Hervé had written one act operettas for many years, which due to the licensing system in Paris until 1858 was all that was allowed for the theatres where his works were presented. In 1858 this restriction was removed and his first full-length opéra bouffe Les chevaliers de la Table Ronde was produced at the Théâtre des Bouffes Parisiens in 1866 with great success.

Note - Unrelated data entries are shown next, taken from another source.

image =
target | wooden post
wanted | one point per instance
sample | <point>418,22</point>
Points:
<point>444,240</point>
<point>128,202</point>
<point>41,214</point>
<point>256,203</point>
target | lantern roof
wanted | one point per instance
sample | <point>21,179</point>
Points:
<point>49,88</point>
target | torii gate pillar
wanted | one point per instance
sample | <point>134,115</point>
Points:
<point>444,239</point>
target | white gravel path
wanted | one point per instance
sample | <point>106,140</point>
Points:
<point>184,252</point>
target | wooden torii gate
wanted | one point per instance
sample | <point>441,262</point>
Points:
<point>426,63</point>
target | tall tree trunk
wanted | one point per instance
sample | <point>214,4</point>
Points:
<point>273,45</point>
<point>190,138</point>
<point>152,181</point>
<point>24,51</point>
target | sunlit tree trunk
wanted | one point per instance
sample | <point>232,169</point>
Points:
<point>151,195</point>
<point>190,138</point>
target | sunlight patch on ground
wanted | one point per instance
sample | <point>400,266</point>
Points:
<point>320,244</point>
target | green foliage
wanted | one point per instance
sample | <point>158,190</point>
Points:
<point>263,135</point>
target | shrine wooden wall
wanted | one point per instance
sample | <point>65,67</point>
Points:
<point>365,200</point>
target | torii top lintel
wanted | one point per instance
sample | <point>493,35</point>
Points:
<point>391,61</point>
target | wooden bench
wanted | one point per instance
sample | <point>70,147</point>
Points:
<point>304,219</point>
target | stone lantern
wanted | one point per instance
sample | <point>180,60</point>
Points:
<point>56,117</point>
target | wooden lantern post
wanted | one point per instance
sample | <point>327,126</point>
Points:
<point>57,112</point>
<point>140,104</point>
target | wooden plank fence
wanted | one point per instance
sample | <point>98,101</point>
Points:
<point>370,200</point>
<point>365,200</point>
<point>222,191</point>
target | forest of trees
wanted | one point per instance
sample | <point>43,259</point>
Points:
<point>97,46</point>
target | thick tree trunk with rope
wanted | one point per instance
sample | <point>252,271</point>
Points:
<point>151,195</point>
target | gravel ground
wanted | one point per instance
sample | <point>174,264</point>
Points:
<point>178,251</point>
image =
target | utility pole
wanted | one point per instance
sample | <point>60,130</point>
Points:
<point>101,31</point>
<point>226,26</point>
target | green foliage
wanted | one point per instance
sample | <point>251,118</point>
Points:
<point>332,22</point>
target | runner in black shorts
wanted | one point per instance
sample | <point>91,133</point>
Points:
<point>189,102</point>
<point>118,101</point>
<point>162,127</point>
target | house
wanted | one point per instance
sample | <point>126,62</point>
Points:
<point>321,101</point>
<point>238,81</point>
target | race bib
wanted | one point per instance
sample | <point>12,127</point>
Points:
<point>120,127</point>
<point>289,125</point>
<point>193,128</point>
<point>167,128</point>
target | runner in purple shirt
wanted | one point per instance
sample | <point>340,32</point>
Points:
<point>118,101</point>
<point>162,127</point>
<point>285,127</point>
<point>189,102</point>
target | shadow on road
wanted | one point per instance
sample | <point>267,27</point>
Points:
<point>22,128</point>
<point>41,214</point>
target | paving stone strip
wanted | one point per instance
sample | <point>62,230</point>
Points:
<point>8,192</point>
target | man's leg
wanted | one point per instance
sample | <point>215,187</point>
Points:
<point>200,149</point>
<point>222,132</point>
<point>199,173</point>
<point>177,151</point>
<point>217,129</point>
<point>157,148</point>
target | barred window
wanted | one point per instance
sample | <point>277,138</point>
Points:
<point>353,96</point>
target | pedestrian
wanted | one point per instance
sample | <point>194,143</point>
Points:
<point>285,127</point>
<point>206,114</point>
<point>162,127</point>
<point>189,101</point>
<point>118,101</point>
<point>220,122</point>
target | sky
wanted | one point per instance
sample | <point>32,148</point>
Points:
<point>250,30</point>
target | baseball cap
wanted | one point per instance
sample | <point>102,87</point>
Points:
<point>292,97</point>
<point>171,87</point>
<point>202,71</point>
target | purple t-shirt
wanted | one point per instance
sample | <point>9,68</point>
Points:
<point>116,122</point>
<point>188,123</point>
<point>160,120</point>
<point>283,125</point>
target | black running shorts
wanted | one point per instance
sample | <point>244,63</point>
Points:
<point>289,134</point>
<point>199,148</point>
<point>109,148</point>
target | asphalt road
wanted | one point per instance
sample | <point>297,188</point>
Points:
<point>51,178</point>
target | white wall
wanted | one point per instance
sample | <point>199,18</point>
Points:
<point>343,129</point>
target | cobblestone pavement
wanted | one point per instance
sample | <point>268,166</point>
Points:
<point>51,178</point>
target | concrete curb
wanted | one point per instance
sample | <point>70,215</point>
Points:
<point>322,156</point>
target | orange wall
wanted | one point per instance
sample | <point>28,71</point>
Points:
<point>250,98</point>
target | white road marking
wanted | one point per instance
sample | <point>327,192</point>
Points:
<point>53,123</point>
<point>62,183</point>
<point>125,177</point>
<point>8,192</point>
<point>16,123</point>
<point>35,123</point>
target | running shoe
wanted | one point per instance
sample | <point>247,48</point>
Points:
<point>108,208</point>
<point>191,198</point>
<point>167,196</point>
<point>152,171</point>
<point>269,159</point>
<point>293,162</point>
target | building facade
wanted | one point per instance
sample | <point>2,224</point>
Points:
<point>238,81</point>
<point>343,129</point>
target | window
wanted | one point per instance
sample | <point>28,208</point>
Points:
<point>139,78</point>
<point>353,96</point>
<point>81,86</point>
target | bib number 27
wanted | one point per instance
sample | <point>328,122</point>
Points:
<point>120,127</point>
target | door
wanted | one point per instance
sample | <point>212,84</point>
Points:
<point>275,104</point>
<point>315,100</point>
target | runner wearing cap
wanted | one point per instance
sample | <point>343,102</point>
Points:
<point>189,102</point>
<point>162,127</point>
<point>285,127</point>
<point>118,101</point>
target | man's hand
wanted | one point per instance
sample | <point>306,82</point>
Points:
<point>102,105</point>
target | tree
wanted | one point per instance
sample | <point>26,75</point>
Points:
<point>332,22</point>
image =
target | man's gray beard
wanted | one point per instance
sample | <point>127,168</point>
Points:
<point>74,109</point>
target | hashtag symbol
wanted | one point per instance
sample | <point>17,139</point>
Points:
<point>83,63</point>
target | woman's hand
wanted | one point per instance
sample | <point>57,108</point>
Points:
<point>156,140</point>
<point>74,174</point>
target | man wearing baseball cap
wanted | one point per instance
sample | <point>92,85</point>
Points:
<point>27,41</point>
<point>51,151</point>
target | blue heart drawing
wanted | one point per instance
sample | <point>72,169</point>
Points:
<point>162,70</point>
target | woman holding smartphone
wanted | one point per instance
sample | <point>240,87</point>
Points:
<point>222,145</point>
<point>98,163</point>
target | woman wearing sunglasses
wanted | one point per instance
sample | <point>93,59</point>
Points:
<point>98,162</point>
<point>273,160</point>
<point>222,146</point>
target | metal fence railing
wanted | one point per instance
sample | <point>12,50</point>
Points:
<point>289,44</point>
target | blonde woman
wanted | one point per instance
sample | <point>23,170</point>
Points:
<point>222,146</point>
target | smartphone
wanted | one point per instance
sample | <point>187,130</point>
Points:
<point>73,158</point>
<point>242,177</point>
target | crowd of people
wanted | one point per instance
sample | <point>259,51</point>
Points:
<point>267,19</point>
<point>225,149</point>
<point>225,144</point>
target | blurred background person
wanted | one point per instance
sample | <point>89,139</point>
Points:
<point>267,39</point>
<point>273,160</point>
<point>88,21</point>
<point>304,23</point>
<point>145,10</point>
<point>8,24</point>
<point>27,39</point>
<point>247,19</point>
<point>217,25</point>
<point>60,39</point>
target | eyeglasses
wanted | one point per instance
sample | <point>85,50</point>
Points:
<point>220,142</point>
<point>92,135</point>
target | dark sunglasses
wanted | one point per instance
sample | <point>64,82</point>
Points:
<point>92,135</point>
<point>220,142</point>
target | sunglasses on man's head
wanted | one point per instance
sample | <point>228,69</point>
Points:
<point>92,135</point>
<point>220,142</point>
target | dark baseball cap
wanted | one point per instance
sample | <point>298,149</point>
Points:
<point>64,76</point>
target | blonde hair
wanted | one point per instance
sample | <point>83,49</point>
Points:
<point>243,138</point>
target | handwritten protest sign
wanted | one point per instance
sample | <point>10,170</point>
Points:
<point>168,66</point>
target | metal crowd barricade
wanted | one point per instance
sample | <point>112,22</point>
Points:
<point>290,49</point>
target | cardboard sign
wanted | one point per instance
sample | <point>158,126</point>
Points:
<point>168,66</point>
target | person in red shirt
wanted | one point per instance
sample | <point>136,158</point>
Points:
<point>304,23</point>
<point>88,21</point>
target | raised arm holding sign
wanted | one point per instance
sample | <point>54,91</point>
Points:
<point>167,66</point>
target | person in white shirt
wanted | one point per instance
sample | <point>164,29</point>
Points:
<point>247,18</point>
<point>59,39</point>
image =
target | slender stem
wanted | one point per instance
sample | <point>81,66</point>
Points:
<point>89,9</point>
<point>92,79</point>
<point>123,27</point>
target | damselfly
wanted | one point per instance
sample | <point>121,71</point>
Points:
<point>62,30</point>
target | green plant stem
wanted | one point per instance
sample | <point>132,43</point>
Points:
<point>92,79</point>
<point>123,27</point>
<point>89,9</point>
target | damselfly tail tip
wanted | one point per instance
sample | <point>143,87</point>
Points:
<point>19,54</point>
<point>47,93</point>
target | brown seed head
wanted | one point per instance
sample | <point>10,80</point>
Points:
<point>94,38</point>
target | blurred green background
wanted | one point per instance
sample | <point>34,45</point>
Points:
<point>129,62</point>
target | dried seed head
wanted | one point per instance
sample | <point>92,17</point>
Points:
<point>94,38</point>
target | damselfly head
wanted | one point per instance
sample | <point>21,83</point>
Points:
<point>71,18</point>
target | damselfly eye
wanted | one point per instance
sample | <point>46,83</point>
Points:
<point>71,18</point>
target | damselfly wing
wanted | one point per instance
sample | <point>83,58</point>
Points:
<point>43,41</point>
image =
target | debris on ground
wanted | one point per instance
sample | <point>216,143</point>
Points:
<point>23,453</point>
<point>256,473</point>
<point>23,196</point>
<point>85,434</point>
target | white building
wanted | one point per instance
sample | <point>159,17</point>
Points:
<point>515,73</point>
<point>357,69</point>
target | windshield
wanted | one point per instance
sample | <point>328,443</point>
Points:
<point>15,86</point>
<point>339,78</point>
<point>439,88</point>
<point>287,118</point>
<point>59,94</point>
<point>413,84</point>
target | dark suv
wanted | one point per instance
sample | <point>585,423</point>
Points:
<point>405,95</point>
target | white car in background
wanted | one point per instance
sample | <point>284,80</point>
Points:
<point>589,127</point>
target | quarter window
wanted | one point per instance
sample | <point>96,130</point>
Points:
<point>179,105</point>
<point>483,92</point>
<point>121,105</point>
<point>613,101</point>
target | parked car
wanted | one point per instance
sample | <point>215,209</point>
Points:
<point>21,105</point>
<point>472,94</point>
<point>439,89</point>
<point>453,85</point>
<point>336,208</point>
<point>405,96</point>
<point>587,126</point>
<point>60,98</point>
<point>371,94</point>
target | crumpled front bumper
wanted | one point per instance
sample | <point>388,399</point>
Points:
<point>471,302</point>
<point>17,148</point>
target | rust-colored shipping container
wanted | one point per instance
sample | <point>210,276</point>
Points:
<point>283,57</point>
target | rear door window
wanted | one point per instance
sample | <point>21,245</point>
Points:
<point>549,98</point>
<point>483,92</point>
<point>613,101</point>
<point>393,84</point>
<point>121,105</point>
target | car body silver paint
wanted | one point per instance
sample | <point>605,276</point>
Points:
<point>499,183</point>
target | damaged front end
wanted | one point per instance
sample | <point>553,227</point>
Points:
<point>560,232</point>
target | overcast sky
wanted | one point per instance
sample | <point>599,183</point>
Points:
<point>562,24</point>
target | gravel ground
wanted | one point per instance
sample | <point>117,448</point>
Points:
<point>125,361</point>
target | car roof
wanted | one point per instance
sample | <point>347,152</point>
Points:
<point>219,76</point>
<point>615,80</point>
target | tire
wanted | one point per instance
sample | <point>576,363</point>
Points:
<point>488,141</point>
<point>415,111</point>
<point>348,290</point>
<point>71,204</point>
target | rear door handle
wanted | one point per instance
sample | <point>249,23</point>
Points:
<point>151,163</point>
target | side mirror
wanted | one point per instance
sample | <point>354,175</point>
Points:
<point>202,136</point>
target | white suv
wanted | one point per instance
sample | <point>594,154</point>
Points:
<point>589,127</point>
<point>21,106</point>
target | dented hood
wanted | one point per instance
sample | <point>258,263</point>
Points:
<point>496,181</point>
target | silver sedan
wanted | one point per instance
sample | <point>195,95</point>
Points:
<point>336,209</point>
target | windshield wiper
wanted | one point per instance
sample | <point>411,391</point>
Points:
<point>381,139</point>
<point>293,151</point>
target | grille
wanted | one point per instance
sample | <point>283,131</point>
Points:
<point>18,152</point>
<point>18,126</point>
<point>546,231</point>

This was followed by L'œil crevé ("The pierced eye") at the Théâtre des Folies-Dramatiques in 1867, also a success, so the theatre accepted a new piece by Hervé for 1868. These pieces, along with the same composer's Le petit Faust of 1869, represent burlesque - comic treatment of serious subjects, full of deliberate anachronisms and zany situations - at its most extreme.

The published libretto of Chilpéric is preceded by a foreword which says in part: "First of all let's explain our plan ... Our plan? ... Oh dear, we don't have one ... Ah! just one thing: that of making the audience laugh between our musical numbers."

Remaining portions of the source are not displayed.